Wealthy people in modern societies can generally afford to eat more lavishly than individuals from other classes, and the same applied to ancient Egypt. Privileged families in ancient Egypt enjoyed a more varied diet than their counterparts with less money. They also ate considerably more meat from various animal sources.

Dietary Basics

Food in ancient Egypt was centered heavily around bread, both for impoverished and wealthy people. They typically ate unleavened bread, a type of bread devoid of yeast. Bread made up the bulk of the diet for poor ancient Egyptians. They also drank a lot of beer. People without much money also dined on fresh produce they grew themselves, whether lentils, onions, cucumbers, lettuce, peas or radishes. Poultry and fish were also occasionally part of their diets. Typical sources of poultry were geese, ducks and quails. Wealthy ancient Egyptians had access to all of these things, but were also able to eat much more.
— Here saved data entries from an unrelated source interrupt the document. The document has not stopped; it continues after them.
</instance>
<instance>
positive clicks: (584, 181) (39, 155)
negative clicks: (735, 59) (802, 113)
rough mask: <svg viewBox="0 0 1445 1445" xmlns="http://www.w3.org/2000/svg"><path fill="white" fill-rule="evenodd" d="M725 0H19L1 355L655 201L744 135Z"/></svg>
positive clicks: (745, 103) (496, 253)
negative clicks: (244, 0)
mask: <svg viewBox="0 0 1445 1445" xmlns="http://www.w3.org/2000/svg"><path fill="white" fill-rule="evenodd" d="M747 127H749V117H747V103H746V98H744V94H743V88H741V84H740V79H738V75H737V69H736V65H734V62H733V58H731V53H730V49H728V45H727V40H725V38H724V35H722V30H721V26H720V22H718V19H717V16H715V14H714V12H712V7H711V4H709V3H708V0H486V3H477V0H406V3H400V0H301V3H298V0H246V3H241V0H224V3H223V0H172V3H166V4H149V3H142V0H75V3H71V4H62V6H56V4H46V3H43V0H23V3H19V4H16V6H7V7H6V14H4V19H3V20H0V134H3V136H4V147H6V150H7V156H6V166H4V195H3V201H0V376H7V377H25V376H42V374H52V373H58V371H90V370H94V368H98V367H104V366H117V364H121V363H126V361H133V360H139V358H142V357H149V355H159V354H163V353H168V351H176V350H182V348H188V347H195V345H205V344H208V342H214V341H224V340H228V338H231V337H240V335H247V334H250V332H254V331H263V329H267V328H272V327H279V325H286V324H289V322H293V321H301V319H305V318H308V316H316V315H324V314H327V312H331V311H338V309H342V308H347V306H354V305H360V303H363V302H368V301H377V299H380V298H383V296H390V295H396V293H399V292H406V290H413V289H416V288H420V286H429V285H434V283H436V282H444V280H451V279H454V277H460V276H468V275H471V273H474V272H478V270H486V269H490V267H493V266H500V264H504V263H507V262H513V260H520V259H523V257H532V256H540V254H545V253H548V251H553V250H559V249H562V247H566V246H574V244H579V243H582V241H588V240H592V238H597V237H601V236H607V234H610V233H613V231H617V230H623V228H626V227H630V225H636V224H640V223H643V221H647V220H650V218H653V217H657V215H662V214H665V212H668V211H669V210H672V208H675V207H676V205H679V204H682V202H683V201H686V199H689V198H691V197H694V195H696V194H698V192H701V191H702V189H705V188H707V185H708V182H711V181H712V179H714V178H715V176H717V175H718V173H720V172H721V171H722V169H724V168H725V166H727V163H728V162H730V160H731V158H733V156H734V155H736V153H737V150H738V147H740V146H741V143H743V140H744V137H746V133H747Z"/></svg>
In Ancient Egypt, broad food options denoted riches and high status.

Meals With Meat

Rich ancient Egyptians had regular access to meat, which was a rarity for others, restricted to once-in-a-while festivities. Some of the many meats the wealthy ate included beef, goat, gazelle, antelope and sheep. Pork was often avoided in ancient Egypt as they believed it to not be a "clean" meat. Much of what wealthy ancient Egyptians ate was imported from other nations, hence the many choices. Dairy products such as cheese, butter and milk were all seen as valuable products.

Significant Fruit Intake

Fruit also constituted a big portion of the wealthy ancient Egyptian diet. Melons, dates, figs, grapes and pomegranates were common. They also ate a lot of doum palm fruits. Wealthy ancient Egyptians frequently kept fruit in reed baskets. Their beverage options weren't limited to beer, and they consumed a lot of wine and barley ale, too. Wine was made from palms and grapes.

Sweet Treats

Ancient Egyptians also frequently ate desserts, mostly baked items including cakes, sweet breads and pastries. They used either honey or dates to add necessary sweetness to their desserts, as sugar was not yet available to them. Fruit like grapes and figs were also often served as desserts.

Extra Flavoring

Wealthy ancient Egyptians ate many sumptuous dinners flavored with various spices and herbs. Some of the spices and herbs used to bring out the taste in ancient Egyptian cuisine were coriander, rosemary, thyme, mint, cumin, dill and cinnamon.

Frequency in Eating

Rich ancient Egyptians differed from the poor not only in the broadness of their diets, but also in dining frequency. They generally ate three meals each day -- one in the morning, one at the end of the day and a final one at night. Poor unskilled workers, on the other hand, likely ate just two meals per day.